Lovelane,georgetown,penangmalaysia

Hangover Trip : Menyapa Penang di Love Lane dan Chowrasta Market

Artikel-artikel diblog ini memiliki afiliasi dengan situs-situs sponsor dan jika anda mengunjungi situs tersebut, penulis akan mendapatkan pemasukan dari situs tersebut.

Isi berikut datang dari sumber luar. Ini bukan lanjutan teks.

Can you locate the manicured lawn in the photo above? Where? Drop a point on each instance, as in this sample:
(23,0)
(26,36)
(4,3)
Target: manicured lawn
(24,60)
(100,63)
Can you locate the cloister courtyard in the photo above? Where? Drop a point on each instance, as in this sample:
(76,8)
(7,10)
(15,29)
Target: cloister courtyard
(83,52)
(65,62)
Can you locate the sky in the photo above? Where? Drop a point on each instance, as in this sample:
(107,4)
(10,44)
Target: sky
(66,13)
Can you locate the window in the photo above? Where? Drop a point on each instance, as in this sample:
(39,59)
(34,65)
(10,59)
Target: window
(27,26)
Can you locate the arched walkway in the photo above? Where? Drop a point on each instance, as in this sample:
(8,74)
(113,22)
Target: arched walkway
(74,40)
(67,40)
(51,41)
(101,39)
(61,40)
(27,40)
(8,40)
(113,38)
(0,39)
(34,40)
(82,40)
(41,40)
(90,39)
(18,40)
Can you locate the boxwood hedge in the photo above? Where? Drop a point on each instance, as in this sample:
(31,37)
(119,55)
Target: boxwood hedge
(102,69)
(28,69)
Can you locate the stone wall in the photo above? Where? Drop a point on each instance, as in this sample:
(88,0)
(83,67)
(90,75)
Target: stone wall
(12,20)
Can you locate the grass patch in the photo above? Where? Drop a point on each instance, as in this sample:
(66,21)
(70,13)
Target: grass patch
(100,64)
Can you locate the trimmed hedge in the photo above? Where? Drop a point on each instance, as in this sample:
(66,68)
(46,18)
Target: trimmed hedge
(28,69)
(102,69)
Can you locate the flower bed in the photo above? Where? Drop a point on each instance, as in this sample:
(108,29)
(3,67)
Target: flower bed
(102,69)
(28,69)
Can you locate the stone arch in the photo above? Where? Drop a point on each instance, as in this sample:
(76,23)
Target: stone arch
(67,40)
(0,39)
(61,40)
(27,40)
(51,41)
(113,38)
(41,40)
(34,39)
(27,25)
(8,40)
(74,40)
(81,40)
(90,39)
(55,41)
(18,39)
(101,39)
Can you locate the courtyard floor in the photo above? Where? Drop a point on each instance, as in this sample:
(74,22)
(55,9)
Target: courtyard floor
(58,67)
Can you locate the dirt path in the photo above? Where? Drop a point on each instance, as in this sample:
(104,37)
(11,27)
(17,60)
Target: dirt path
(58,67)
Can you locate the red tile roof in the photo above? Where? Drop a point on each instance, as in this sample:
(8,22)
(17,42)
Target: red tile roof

Pernahkah anda merasa ketika anda sampai di satu tempat baru namun anda langsung jatuh cinta tanpa banyak alasan? Seperti perasaan deg-degan ga karuan ketika bertemu pertama kali dengan murid pindahan kala SMP yang cakep dan bikin pengen kenalan? Atau perasaan ketika pertama kali makan pizza dan sensasi hangatnya keju, saus tomat dan daging sapi bercampur dan menimbulkan satu keinginan untuk makan lagi dan lagi? Maaf mungkin saya agak melenceng, tapi demikianlah yang saya rasakan ketika keluar bangun dan menikmati pemandangan dari balkon lantai dua Old Penang Guesthouse. It’s the ambience. Bangunan-bangunan perumahan dengan gaya peranakan Tionghoa yang khas berjejer rapih di depan hostel. Cat yang mengelupas menandakan bangunan-bangunan ini telah berdiri bertahan melawan terjangan sang waktu. Sinar mentari berjuang menembus cakupan awan dan kemudian berhasil menembus dan menyinari kota Georgetown di pagi hari yang tenang.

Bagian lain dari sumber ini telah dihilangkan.